The capacitor C12 represents an equivalent capacitor that is present at an input part of the switching power source apparatus, such as a smoothing capacitor to rectify and smooth AC power for the switching power source apparatus. Due to this configuration, an input voltage to the switching power source apparatus is not immediately zeroed when the DC power source E is cut. The start circuit 1 is connected between a positive terminal of the capacitor C12 and a power source input terminal of the control circuit 3 and is also connected to a first end of the primary winding P1 of the transformer T. The DC power source E always or intermittently applies power to the start circuit 1. The control circuit 3 becomes operative in response to a turn-on voltage Von (e.g., 18 V) and changes to inoperative in response to a turn-off voltage Voff (e.g., 9 V). Based on an output voltage Vout detected by the detector 7, the control circuit 3 turns on/off the switching element Q10, to maintain the output voltage at a predetermined voltage.
The start circuit 1 includes a series circuit connected between the first end of the primary winding P1 of the transformer T and a first end of the control circuit 3, the series circuit including a resistor R1, constant current circuit CC1, switch SW1, and diode D1. The start circuit 1 also includes a comparator CP. The comparator CP has an inverting input terminal connected to a connection point between a cathode of the diode D1 and the first end of the control circuit 3, anon-inverting input terminal connected to a reference power source Vr1, and an output terminal connected to a contact of the switch SW1. The comparator CP has a hysteresis characteristic so that it provides a low-level output when the inverting input terminal reaches, for example, 18 V and a high-level output when, with the output of the comparator CP being low, the inverting input terminal drops lower than, for example, 9 V.
Operation of the switching power source apparatus of FIG. 1 will be explained.
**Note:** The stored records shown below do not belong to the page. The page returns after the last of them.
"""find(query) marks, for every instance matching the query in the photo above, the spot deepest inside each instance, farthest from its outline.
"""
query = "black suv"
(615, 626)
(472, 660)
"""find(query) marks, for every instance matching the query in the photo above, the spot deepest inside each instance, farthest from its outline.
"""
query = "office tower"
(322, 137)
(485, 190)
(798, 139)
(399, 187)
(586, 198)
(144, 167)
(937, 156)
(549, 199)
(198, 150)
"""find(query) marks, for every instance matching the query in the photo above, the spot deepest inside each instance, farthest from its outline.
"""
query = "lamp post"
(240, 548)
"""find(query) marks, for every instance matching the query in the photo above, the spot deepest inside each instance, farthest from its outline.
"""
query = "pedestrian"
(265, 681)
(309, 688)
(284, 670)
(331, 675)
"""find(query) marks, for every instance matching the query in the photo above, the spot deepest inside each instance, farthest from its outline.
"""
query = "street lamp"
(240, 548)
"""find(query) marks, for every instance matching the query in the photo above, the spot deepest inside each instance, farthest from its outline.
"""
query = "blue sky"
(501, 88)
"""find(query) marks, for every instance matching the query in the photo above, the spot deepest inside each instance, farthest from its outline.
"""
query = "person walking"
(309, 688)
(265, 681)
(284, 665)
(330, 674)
When the DC power source E is enabled for the switching power source apparatus, a voltage Vst is applied through the resistor R1 to the constant current circuit CC1 in the start circuit 1. At this time, the switch SW1 is ON, and therefore, the constant current circuit CC1 passes a constant current Ist (e.g., 2.5 mA) to charge the capacitor C10 through the diode D1. A voltage of the capacitor C10 is supplied to the power source terminal of the control circuit 3. Namely, the control circuit 3 receives a voltage Vcc.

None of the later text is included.